Hey, if we can get it to stop swearing, we can get it to not destroy the world, right?
TinkerBird
They also recorded this follow-up with Yudkowsky if anyone’s interested:
https://twitter.com/BanklessHQ/status/1627757551529119744
______________
>Enrico Fermi was saying that fission chan reactions were 50 years off if they could ever be done at all, two years before he built the first nuclear pile. The Wright brothers were saying heavier-than-air flight was 50 years off shortly before they built the first Wright flyer.
The one hope we may be able to cling to is that this logic works in the other direction too—that AGI may be a lot closer than estimated, but so might alignment.

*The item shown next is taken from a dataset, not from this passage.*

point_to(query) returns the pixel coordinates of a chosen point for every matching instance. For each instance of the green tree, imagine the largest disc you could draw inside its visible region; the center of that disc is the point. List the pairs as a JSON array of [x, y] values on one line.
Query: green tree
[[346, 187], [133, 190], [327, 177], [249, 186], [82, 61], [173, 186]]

Pretty sobering, and it’s pretty clear that it’s beyond the time we got serious about this. I might put together a post of my own calling for any creative ideas that ordinary people can implement to help the cause, but the most obvious thing is to raise awareness. I hope Yudkowsky gets the chance to do a lot more interviews like this.
Yudkowsky, if you ever see this, please don’t give up hope. Crazy breakthroughs do happen, and more people are getting into alignment as time goes on.
I said elsewhere earlier: “AGI has the power to destroy the entire human race, and if we believe there’s even a 1% chance that it will, then we have to treat it as an absolute certainty.”
And I’m pretty sure that no expert puts it below 1%
Fighting For Our Lives—What Ordinary People Can Do
On the bright side… Nope, I’ve got nothing.
Design a series of puzzles and challenges as a learning tool for alignment beginners, that when solved, progressively reveal more advanced concepts and tools. The goal is for participants to stumble upon a lucky solution while trying to solve these puzzles in these novel frames.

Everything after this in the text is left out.